Emerson Oliveira Cavalcante

 

“Meu filho, se entrares para o serviço de Deus, permanece firme na justiça e no temor, e prepara a tua alma para a provação; humilha teu coração, espera com paciência, dá ouvidos e acolhe as palavras de sabedoria; não te perturbes no tempo da infelicidade, sofre as demoras de Deus; dedica-te a Deus, espera com paciência, a fim de que no derradeiro momento tua vida se enriqueça. Aceita tudo o que te acontecer.

Na dor, permanece firme, na humilhação, tem paciência. Pois, é pelo fogo que se experimentam o ouro e a prata, e os homens agradáveis a Deus pelo cadinho do aviltamento. Põe tua confiança em Deus e ele te salvará, orienta bem o teu caminho e espera nele. Conserva o temor dele até na velhice.” (Eclesiástico, cap. II, v. 1-6)

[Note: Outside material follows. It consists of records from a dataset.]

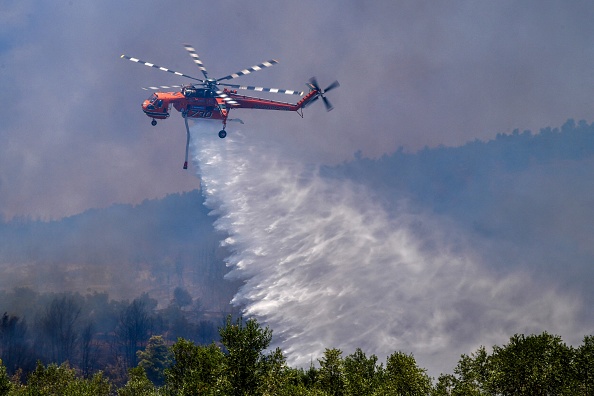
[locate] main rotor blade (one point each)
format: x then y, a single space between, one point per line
160 87
159 67
314 82
262 89
254 68
335 84
196 59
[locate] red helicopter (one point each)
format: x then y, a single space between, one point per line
206 100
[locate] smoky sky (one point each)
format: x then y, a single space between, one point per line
412 74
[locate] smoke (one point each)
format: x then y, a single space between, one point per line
325 265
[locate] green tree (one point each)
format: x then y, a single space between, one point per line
584 366
532 365
330 374
244 361
197 370
55 380
5 384
472 375
402 376
138 384
361 374
155 359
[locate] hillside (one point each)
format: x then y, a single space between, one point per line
124 250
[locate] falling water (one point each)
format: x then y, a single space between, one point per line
325 266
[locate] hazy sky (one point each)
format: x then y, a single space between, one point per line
412 73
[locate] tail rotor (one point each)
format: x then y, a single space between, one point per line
313 83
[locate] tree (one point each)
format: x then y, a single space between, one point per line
59 325
276 375
13 343
5 384
361 374
197 370
245 344
62 380
181 297
133 328
155 359
402 376
584 366
138 384
472 374
86 348
532 365
330 375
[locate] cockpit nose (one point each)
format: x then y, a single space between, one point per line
155 107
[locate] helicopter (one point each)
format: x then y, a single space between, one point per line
211 99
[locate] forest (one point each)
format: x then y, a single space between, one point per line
239 362
147 312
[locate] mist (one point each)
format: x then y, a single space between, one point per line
332 262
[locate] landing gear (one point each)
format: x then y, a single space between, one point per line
187 139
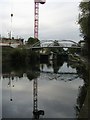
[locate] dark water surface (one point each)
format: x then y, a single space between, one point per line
57 92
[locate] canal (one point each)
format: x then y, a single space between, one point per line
58 84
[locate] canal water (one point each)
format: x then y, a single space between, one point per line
58 90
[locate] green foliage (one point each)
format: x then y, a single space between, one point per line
84 21
84 18
57 50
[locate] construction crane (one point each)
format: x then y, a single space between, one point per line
36 112
36 16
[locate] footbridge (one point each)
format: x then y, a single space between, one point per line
55 44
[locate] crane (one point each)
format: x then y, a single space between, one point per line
36 112
36 16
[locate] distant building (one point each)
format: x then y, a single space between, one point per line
11 42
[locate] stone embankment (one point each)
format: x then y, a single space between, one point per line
84 112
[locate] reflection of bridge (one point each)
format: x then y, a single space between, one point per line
55 44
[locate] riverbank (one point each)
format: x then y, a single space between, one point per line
85 109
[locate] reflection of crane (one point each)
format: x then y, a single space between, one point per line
36 112
10 85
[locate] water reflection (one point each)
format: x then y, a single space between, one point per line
57 89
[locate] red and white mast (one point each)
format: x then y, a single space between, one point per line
36 16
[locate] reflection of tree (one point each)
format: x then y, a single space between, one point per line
81 98
83 73
56 65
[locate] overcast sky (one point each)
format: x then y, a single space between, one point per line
57 19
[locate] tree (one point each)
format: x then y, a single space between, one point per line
84 21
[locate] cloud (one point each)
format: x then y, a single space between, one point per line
57 19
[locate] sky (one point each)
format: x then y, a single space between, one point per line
57 19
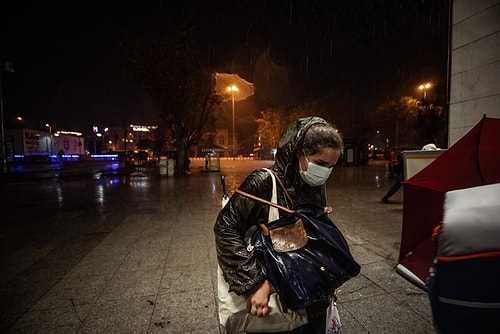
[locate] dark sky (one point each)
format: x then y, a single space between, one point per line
355 53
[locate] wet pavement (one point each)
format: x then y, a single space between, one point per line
108 253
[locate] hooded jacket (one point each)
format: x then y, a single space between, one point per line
240 216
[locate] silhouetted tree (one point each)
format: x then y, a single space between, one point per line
167 65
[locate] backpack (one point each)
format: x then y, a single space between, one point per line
464 279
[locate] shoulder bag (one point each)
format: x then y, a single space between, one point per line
305 255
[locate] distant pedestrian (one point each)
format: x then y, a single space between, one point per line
393 161
398 171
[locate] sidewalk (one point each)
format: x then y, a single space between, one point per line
144 262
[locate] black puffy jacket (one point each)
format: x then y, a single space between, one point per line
233 225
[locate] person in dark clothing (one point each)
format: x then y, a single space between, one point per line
398 182
306 154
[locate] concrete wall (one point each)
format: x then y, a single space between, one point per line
475 65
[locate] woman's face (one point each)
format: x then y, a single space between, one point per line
327 157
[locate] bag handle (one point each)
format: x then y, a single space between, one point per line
276 205
282 187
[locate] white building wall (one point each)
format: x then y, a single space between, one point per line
475 65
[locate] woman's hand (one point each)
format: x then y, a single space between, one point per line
258 299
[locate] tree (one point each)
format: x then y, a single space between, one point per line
166 64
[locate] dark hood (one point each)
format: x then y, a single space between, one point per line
290 140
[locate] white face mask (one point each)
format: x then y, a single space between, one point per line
315 175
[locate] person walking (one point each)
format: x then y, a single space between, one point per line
307 152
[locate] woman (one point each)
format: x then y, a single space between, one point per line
307 152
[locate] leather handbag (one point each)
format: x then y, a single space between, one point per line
305 255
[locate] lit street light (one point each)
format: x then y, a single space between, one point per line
50 135
233 89
424 88
6 67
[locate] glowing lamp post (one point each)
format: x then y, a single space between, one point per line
424 88
233 89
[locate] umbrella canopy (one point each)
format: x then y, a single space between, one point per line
226 80
472 161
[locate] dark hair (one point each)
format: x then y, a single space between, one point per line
319 136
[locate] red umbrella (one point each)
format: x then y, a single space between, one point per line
472 161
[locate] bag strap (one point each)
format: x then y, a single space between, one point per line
276 205
273 211
292 203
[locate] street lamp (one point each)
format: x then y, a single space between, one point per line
233 89
6 67
50 135
424 88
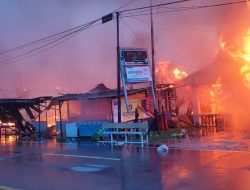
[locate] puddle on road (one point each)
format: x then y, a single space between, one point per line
88 168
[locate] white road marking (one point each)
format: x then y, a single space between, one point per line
82 156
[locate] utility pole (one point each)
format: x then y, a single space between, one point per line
105 19
152 43
118 69
153 62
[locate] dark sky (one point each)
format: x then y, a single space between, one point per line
189 39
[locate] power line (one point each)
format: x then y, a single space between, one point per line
51 37
184 8
190 28
155 6
54 40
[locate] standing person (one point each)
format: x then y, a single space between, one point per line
136 115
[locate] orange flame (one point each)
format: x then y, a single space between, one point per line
167 73
241 54
216 93
179 74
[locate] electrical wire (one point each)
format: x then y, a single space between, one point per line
177 9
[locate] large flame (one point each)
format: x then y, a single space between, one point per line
166 72
241 54
179 74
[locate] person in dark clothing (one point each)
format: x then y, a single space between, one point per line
136 115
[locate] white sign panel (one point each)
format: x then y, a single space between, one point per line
127 116
138 74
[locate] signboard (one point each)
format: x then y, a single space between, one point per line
138 74
135 56
130 114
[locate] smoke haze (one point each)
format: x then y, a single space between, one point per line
188 38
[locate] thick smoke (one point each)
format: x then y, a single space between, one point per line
89 58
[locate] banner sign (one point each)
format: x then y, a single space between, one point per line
135 56
138 74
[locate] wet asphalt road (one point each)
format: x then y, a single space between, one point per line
82 166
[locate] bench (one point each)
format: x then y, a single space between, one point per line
125 133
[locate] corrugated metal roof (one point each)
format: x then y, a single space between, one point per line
105 94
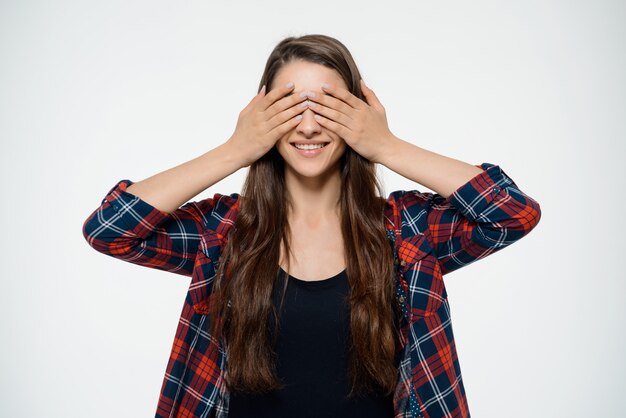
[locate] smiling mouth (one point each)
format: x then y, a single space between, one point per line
307 147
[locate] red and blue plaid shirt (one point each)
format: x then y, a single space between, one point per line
431 235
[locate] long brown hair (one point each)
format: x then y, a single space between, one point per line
249 264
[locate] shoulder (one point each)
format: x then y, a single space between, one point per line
224 213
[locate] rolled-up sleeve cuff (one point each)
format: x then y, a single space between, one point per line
472 198
139 216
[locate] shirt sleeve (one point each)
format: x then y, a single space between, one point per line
128 228
484 215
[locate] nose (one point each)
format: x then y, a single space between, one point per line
308 125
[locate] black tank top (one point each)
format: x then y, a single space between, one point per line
312 357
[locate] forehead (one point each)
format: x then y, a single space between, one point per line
307 76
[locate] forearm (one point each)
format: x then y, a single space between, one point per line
442 174
169 189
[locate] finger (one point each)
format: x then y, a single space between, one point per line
290 99
287 114
333 114
319 101
344 95
338 128
281 129
370 96
275 94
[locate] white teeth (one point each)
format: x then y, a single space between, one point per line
309 146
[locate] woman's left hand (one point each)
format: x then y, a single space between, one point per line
362 125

O citado trecho do Eclesiástico pode nos causar um certo desconforto quando consideramos as dificuldades previstas para àquele que se compromete a seguir o caminho da “porta estreita”, como ensinou Jesus Cristo.

É certa a evidência da pouca aceitação no mundo de idéias que se fundamentam na necessidade de sacrifício do interesse pessoal, de renúncia às facilidades anti-éticas que nos são apresentadas para “nos darmos bem na vida”. Ainda nos alimentamos de velhas ilusões que fomentam a nossa vaidade, e centralizam o mundo em nossa personalidade.

Todas estas distorções de valores são causadas pela falta de amadurecimento do senso moral humano. Desejando sempre a satisfação imediata e valendo-se do menor esforço, nos frustramos, toda vez, que nossa opinião ou vontade não é aceita a contento.

Avaliando o princípio doutrinário da diversidade dos mundos habitados ensinado pela Doutrina Espírita, compreenderemos melhor a razão de tamanhas contrariedades em nossos comportamentos e relações.